There is a question that arises over and over among people who try to use quantitative analysis to predict stock price behavior: "Why do all forms of multiple regression analysis seem to perform so badly when applied to stock price predictions?" This essay presents my answer this perennial puzzle.
Some analysts focus on the temporal history of just one stock, attempting to find the best fitting formula that will predict its growth rate from its measured characteristics. Others expand their horizons to carefully defined homogeneous groups of stocks, or to broad segments of the market, or to the entire market. Some use linear models, some rank- or log-transform their independent variables in order to reduce the effects of non-linearity and non-normality, while still others develop elaborate and sophisticated non-linear models. Regardless of the simplicity or sophistication of the specific method employed, they all encounter the same experience: miserable failure.
Having experienced this phenomenon first hand and thought about it at length, I believe that there is one single important reason for this failure: in multi-stock analyses, the number of stocks that actually grow substantially almost always turns out to be small compared to the total number of stocks in the group, and form an extreme set. Similarly, in single-stock analyses, the proportion of the time that a stock grows at a rapid rate almost always turns out to be small compared to the length of its historical record, and these high-growth time segments are extreme with respect to some key variables. In either case, the interesting "high-growth" portion has too little leverage in the regression analysis to account for very much at all, and the extreme cases are too easily missed.
So how is it that some quantitative investors can consistently pick out winners?
There is a quantitative alternative to regression analysis: search for stocks within a segment that occupy extreme positions with respect to one or more variables, in the hope that these extreme stocks will also exhibit unusual growth characteristics. For example, one could look within the segment of small capitalization stocks with positive recent growth and earnings for those particular stocks that have the greatest growth rates. This general technique is called screening. As a matter of general experience, it seems to work far more effectively than any form of regression analysis.
Why does screening work, when sophisticated regression methods fail? I believe that it works because the price of a stock that is extreme in certain important respects will behave differently from the multitudes of ordinary stocks. For example, here is a chart from April 1990, showing the one-year future return of the 100 stocks in the Value Line universe with Timeliness = 1. The horizontal axis is the ranked returns over the previous six months. The line through the scatterplot is generated by a Lowess smoothing algorithm. Note that the stocks with the very highest ranked returns (on the left) show an increasing trend in future return with higher rank. A screen that picked out the top 5 or 10 stocks with respect to previous six-month return would have been very profitable, had those stocks been held for one year.
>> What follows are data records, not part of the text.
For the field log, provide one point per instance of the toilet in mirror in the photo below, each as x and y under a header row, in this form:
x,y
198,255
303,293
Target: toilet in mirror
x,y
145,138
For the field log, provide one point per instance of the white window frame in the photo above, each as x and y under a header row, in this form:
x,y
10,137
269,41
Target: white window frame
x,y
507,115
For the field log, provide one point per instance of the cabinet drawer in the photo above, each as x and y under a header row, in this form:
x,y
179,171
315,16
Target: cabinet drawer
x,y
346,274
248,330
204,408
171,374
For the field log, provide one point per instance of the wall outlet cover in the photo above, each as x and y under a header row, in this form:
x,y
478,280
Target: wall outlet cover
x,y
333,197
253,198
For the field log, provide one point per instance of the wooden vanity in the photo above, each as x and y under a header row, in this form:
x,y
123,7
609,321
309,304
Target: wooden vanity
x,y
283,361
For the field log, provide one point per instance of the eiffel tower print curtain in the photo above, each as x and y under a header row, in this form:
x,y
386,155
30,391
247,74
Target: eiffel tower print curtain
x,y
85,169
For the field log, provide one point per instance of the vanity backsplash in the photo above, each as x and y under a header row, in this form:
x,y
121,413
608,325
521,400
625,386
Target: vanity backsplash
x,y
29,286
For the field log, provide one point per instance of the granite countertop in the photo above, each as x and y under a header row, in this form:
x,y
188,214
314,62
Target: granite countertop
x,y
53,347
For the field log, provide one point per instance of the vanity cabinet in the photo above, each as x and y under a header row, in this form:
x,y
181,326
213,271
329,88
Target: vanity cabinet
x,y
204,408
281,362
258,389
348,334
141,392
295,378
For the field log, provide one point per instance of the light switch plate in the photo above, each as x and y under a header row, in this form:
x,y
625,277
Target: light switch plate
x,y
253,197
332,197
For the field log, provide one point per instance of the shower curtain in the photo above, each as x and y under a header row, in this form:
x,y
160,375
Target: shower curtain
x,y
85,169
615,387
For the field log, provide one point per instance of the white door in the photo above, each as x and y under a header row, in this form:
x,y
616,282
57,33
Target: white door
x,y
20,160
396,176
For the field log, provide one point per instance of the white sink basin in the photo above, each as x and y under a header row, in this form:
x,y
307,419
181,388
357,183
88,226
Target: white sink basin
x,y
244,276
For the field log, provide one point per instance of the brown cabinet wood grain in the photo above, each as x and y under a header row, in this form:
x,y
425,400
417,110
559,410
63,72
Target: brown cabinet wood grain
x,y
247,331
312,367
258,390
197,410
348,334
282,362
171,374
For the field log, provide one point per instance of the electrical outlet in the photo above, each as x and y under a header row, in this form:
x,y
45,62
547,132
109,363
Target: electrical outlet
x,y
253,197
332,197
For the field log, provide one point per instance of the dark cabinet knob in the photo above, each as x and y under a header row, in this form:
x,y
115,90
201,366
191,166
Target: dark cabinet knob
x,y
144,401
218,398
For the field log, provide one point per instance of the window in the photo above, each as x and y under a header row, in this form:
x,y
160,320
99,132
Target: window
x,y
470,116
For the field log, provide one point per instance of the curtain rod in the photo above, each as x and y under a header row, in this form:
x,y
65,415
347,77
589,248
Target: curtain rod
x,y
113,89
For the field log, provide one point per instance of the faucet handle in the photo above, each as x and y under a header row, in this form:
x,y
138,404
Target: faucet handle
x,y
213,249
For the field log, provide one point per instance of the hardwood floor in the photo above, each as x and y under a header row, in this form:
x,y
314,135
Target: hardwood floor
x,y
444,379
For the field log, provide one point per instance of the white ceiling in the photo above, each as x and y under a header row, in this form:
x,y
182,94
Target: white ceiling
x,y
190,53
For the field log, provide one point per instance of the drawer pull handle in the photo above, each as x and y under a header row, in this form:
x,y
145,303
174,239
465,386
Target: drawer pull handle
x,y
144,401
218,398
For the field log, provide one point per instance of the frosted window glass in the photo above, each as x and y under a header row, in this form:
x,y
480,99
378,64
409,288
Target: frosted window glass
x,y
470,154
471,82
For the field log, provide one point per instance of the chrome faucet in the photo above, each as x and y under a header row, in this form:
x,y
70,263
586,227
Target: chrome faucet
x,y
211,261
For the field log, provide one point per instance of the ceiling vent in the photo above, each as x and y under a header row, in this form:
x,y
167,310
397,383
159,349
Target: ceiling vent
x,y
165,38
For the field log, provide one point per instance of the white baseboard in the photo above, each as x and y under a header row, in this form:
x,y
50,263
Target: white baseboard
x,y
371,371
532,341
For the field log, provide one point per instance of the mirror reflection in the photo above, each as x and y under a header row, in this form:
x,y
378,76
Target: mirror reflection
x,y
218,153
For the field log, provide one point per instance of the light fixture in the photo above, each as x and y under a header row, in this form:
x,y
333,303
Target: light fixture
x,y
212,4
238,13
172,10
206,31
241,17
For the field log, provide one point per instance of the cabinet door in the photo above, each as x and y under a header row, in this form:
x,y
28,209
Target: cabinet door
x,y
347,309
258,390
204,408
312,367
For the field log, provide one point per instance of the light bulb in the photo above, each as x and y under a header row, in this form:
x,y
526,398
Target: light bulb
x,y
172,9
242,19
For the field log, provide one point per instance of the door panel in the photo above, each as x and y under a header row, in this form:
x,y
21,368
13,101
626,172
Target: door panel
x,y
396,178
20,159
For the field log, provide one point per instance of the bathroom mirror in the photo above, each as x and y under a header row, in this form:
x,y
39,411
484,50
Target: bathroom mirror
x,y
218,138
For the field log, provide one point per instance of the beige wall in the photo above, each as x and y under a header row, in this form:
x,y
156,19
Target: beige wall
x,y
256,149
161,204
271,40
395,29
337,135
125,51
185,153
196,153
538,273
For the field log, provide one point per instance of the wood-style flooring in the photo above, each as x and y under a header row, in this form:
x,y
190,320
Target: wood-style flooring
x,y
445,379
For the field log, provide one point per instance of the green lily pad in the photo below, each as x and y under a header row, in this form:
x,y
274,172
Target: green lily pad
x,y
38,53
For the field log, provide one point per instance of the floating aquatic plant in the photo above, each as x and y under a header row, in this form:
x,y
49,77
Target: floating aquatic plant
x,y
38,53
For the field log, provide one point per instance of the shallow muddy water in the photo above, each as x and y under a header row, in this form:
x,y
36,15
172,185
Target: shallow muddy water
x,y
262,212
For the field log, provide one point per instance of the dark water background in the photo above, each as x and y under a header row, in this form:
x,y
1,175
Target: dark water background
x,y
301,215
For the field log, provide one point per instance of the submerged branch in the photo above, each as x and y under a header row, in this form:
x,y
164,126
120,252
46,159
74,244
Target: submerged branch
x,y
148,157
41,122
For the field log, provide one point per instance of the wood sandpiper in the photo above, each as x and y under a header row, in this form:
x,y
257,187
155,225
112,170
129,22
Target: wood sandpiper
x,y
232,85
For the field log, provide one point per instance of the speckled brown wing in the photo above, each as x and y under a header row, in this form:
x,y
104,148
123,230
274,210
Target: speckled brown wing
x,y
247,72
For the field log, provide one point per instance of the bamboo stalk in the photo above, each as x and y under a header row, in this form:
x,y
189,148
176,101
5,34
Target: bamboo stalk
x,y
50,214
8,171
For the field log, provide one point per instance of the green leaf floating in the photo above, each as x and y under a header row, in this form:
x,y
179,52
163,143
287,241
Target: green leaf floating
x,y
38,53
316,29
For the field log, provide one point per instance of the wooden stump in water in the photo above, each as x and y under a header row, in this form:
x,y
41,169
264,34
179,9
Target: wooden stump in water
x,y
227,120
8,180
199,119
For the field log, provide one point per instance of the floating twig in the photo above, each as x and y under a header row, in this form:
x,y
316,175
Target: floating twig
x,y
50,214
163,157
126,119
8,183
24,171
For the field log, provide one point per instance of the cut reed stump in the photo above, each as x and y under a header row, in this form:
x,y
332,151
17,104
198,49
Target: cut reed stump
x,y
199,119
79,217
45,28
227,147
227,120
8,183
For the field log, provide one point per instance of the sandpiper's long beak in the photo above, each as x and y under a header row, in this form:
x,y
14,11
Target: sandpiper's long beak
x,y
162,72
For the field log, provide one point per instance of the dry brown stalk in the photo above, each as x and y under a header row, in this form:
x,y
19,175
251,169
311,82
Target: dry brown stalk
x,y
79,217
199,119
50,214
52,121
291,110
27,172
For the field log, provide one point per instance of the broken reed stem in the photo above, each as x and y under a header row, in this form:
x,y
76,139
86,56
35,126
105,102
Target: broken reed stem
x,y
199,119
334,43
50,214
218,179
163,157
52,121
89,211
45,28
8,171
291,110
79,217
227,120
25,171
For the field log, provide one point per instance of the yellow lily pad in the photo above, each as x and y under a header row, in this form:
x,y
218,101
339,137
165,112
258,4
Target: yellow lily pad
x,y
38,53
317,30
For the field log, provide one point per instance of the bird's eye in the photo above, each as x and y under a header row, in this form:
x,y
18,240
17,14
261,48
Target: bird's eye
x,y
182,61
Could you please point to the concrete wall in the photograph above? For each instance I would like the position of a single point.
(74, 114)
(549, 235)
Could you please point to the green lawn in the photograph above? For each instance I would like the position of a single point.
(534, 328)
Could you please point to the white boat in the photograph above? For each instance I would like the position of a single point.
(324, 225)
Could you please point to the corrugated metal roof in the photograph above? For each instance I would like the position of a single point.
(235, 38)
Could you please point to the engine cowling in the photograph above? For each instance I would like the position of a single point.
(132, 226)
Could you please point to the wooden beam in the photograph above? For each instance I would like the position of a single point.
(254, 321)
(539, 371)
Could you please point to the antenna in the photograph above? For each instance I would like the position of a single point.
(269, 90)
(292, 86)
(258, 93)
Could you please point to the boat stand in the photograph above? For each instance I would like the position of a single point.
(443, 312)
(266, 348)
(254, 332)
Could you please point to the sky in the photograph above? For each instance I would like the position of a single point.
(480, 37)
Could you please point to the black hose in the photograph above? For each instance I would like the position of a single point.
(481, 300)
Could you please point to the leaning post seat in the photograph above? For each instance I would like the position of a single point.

On the other hand, if a quantitatively-oriented investor had analysed the same dataset with multiple regression, he or she would have found no statistically significant effects. The regression of 12-month future return on any or all previous returns, ranked or not, yields nothing. The same is true for 1-month, 3-month, and 6-month future returns. The same is true if each of these future returns is regressed against all available past returns. There is nothing to be found with regression: nada de nada, gar nichts, rien du tout, zippo.
Suppose that we were supermen who could visualize space in any number of dimensions, not just the conventional three. Then we could see stock growth potential as a function of many different variables simultaneously. This function would like look a surface, and our task as investors would be to find the highest point on the surface. Not being supermen, alas, our ability to visualize this hypersurface of growth potential is sadly constrained. At best we can see one three-dimensional section of the surface at a time. Each such section looks something like the figure below. In the middle of the figure, representing stocks of average characteristics, we expect to see average growth. Moving out along any chosen characteristic, we may find that the stocks out at very extreme have much different growth rates.
In any case, the optimum will lie somewhere along the boundary of the figure. Our task is to move from the middle out to the boundary in steps that will take us to somewhere near the optimum. Screening works because it does exactly that: by sorting our set of stocks according to a variable and then focusing on the extreme cases in the sort, we have moved our focus towards the boundary of the surface, along the dimension that corresponds to the variable on which we did the sort. This is where we are likely to find superior stock growth.
To summarize, regression analysis is adept at finding a trend, if one exists, but only when the trend extends across a large proportion of the data. The reverse is typically true for the growth rate of stock prices: the trend is only visible at the very extremes. Therefore a filtering technique like screening, which naturally focuses on the extremes, should consistently outperform the usual type of regression analysis, which tries to find a linear trend over the entire dataset.